Ferrante Fever: Doc on modern lit's most successful recluse unsurprisingly devoid of substance

By Liam Lacey

Rating: C-plus

Elena Ferrante is the pen-name of an internationally popular and critically celebrated Italian author, known for seven novels - in particular, her Neapolitan quartet (published in English between 2012 and 2015), about the life-long rivalry/friendship between two working-class Naples girls, Lenù, and Lila.

Apart from a fan-base that includes Hillary Clinton, Gwyneth Paltrow and Jonathan Franzen, Ferrante is notable for her carefully preserved anonymity. 

Amid a barrage of jacket-blurb praise, a best-selling literary recluse remains utterly unseen.

Amid a barrage of jacket-blurb praise, a best-selling literary recluse remains utterly unseen.

She has explained in interviews (never in person) that her absence is a strategy to make her work speak for itself, unencumbered by the apparatus of publicity. (“Why would anyone be interested in my little personal story if we can do without Homer's or Shakespeare's?)  

Mostly, she has succeeded brilliantly.  A couple of investigators have claimed to have identified the real writer, usually to the outrage and condemnation of her devoted readers. 

There are a few problems with Giacomo Durzi’s documentary, Ferrante Fever. The worst is that it’s mundane in the making, a talking heads and clips assemblage with a constantly breathless tone. The second is that betrays the entire idea of putting the work ahead of the literary cult: The film gives us neither the author in person, nor her writing, except in brief clips, read in voice-over by an actor.  

Ferrante’s fans – including authors Franzen, Elizabeth Strout, and translator Ann Goldstein – are an articulate, knowledgeable group, offering insights about place, characters as aspects of the self, and the desire for the work to be judged free of biography. Unfortunately, they’re still acting like fans, offering often trite praise for a writer they admire.

Along with the testimonials, we get shots of the New Yorker news room (Ferrante’s English-language success was launched with a piece by the New Yorker’s James Wood). The film also employs a shadowy image of a woman’s figure walking through Manhattan and even, fragments of animation (ugh) to illustrate scenes from her books.

In the effort to find more images to connect with her books, we have extended clips from two Italian films – Nasty Love (1995) and The Days of Abandonment  (2005), adaptations of her novels.
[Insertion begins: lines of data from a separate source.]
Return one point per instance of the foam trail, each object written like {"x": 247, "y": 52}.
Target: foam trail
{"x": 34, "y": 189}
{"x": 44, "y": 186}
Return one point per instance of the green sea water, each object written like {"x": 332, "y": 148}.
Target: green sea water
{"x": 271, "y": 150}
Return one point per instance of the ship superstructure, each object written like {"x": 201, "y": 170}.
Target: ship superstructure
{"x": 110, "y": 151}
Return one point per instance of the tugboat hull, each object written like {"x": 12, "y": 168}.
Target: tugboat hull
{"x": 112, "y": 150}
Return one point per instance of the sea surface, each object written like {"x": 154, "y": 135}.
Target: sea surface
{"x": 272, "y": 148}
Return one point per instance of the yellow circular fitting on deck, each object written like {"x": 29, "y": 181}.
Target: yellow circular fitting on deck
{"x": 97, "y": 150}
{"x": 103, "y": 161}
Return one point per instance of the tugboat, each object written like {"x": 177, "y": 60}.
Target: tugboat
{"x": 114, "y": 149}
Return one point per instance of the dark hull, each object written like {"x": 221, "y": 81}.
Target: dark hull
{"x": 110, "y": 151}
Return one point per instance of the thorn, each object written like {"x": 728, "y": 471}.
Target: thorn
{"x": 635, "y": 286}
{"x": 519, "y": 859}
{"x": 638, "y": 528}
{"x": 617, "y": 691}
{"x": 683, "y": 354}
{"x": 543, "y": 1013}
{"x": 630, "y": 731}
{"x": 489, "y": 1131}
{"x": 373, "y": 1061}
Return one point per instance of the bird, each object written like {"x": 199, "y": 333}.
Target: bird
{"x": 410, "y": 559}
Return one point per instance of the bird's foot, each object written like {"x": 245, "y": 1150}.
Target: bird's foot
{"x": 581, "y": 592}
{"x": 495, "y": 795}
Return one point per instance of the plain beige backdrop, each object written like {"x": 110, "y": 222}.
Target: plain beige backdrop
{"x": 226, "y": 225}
The recent HBO series, My Brilliant Friend based on the first of the Neapolitan novels, is not included, but in its intimate epic style, it has been praised as close to the spirit of her work. 

As an upside, the film may, in its backwards way, weary people with its constant talking jacket-blurbs and force the focus back to the characters in her books. As Ferrante once noted, “Even Tolstoy is an insignificant shadow if he takes a stroll with Anna Karenina.”